Dataset Map/Data Viewer
A dataset map will appear when the selected dataset is comprised of station data. Those datasets with gridded data will have a main page with an identical structure with the exception of this map. For example, look at the main page for the NOAA NCEP-NCAR CDAS-1 MONTHLY Diagnostic* dataset, which is a gridded dataset. You should note the options and structure of this page are identical to those of the FSOD dataset, with the exception of the dataset map.

The data viewer is an interactive interface that helps you find data for a specific location. The black dots on the map represent stations for which there is data in the dataset. The FSOD dataset primarily contains data from the United States and you can see that by the density of dots in the United States on the dataset map. You can select any of those stations by clicking on them. However, that may not be easy if the stations are as dense as they are here. Therefore, there a few options that make finding specific station(s) easier. First, you can zoom in on the map using the Zoom pull-down menu on the left side.

Select a zoom magnitude from the Zoom pull-down.
Click "Redraw".

You can also limit the map by selecting latitude and longitude values and place labels on the map to help you identify stations.

Select new lat/lon limits and click "Redraw".
Select one of the label methods in the pull-down menu on the right side. Its default says "no labels".
Click "Redraw".

These options can be combined to easily select any number of stations. There is also a "Searches" link on the dataset map that will allow you to search for stations in a number of ways. These methods will be highlighted and fully discussed in the next section.

Go back to the default dataset map by clicking on the "FSOD" link in the source bar.

Select the "outline" link.

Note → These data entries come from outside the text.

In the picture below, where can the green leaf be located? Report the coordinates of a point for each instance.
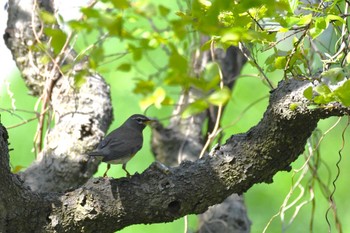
(293, 106)
(136, 52)
(330, 18)
(177, 62)
(343, 93)
(334, 75)
(80, 79)
(318, 27)
(121, 4)
(90, 12)
(144, 87)
(220, 97)
(156, 99)
(308, 93)
(47, 17)
(124, 67)
(323, 89)
(194, 108)
(58, 38)
(164, 11)
(280, 62)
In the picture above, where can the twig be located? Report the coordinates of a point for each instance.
(212, 135)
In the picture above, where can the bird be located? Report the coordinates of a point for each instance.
(119, 146)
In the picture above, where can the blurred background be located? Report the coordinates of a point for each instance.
(308, 203)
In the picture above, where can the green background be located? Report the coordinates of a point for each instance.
(263, 200)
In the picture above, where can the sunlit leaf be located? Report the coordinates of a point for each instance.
(334, 75)
(80, 79)
(124, 67)
(220, 97)
(293, 106)
(308, 93)
(47, 17)
(322, 89)
(156, 99)
(164, 11)
(120, 4)
(58, 38)
(144, 87)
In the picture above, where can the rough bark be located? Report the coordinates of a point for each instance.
(183, 139)
(81, 115)
(106, 205)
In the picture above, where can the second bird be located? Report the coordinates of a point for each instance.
(123, 143)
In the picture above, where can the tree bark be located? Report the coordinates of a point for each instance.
(82, 115)
(46, 199)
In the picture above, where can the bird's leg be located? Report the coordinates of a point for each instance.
(108, 167)
(124, 168)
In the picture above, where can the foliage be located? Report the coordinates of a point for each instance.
(290, 34)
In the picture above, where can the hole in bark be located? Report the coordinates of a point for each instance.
(174, 207)
(85, 130)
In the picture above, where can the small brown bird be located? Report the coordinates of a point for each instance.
(123, 143)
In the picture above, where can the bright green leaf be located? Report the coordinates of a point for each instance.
(220, 97)
(47, 17)
(322, 89)
(194, 108)
(280, 62)
(144, 87)
(156, 99)
(124, 67)
(343, 93)
(164, 11)
(58, 38)
(293, 106)
(308, 93)
(121, 4)
(335, 74)
(318, 27)
(79, 79)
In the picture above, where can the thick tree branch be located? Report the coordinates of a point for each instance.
(245, 159)
(82, 114)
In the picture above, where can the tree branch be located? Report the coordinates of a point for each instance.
(82, 114)
(245, 159)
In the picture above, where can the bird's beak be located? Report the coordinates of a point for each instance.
(150, 121)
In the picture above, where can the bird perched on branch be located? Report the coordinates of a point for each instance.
(123, 143)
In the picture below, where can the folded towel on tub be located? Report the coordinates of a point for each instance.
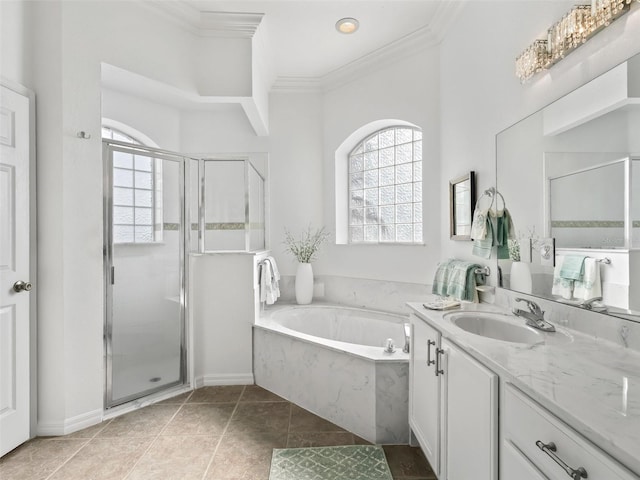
(456, 279)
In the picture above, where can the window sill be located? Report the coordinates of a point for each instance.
(382, 244)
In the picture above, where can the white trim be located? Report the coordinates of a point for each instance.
(341, 164)
(224, 379)
(404, 47)
(70, 425)
(207, 23)
(130, 131)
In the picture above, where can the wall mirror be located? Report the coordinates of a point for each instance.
(571, 176)
(462, 198)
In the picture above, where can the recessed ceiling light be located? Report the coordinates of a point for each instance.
(347, 25)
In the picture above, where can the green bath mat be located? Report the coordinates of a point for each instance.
(350, 462)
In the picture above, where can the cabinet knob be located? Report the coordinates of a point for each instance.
(429, 343)
(21, 286)
(550, 449)
(439, 370)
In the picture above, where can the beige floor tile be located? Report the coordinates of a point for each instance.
(38, 458)
(104, 459)
(176, 458)
(261, 416)
(177, 400)
(200, 419)
(319, 439)
(217, 394)
(304, 421)
(87, 433)
(146, 422)
(254, 393)
(245, 456)
(406, 461)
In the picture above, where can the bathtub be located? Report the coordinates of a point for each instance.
(331, 361)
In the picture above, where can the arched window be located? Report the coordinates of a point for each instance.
(385, 187)
(137, 194)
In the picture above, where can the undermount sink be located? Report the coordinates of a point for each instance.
(495, 326)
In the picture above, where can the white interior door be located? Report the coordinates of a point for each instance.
(14, 268)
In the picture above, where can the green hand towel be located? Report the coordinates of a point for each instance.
(482, 247)
(572, 267)
(456, 279)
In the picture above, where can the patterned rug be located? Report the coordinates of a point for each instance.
(350, 462)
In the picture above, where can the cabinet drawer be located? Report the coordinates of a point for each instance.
(517, 466)
(526, 423)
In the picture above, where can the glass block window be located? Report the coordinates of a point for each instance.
(385, 187)
(136, 196)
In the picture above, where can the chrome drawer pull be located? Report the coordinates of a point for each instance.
(429, 343)
(439, 371)
(549, 449)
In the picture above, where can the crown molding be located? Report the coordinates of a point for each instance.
(229, 24)
(422, 39)
(404, 47)
(207, 24)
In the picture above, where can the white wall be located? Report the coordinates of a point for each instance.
(405, 90)
(161, 123)
(70, 41)
(481, 95)
(296, 169)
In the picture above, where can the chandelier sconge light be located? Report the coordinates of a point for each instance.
(575, 28)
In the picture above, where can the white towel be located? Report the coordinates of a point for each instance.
(590, 286)
(562, 287)
(269, 276)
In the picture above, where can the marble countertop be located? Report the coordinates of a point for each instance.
(591, 384)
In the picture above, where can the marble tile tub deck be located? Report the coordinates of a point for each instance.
(213, 433)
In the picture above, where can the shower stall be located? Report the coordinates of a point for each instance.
(159, 207)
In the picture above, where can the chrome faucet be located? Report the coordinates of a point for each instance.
(535, 316)
(588, 304)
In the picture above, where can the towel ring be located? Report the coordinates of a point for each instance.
(492, 193)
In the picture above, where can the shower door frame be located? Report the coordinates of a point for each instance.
(108, 147)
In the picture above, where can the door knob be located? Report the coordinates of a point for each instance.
(21, 286)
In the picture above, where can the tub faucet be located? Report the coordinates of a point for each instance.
(407, 337)
(535, 316)
(589, 304)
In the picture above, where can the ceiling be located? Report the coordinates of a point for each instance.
(306, 44)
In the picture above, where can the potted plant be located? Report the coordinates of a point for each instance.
(305, 250)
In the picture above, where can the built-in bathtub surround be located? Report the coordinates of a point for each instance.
(621, 332)
(331, 361)
(361, 292)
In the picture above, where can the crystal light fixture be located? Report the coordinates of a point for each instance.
(568, 33)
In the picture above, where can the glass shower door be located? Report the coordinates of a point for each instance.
(145, 278)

CHECK
This is one way to view the available variables within the dataset. The bracketed text with each variable indicates the grids that are associated with that variable. The idea of grids will be addressed later in this section.

Go back to the dataset main page.
If there is one, select the "dataset documentation" link.

This is the same documention that reached via the "Documentation" tab. If not specific documentation document was set up, then there is no link nor tab.

Go back to the dataset main page.

Datasets and variables
This is the same list of variables that you saw on the outline page. There is a link to each variable, as well as the abbreviated name of the variable in the dataset, and its grids (in brackets).

You may chose a variable from this list, but it is often easier to select the station(s) or region first. Right now, let us just look to see what information is available when we select a variable.

Select the tmin variable.

This is the typical information given for each variable. You are given the specific information about the grids as well as how the data are scaled, how missing values are replaced, and the units of the data.

Go back to the dataset main page.

You can think of grids as the ways in which the data are dependent. In this example, the data vary with longitude and latitude as well as with time. The information after each grid indicates the units and range of the grid. For example, the time grid has units of find data units and has data from first point through last point, which creates npts different time grid points. (Note: month is another common temporal grid unit.)

Grids vary from dataset to dataset, but there is a fundamental difference between those for station data and those for gridded data.

Select SOURCES NOAA NCDC ERSST version4* here.
This is a gridded dataset and, accordingly, it has latitude and longitude grids instead of a station grid. You can see this in the grid brackets with one of the variables as well as in the information below the Grids heading. The description of the latitude and longitude grid gives the spatial resolution of the data as well as the spatial range and number of grid points in each direction.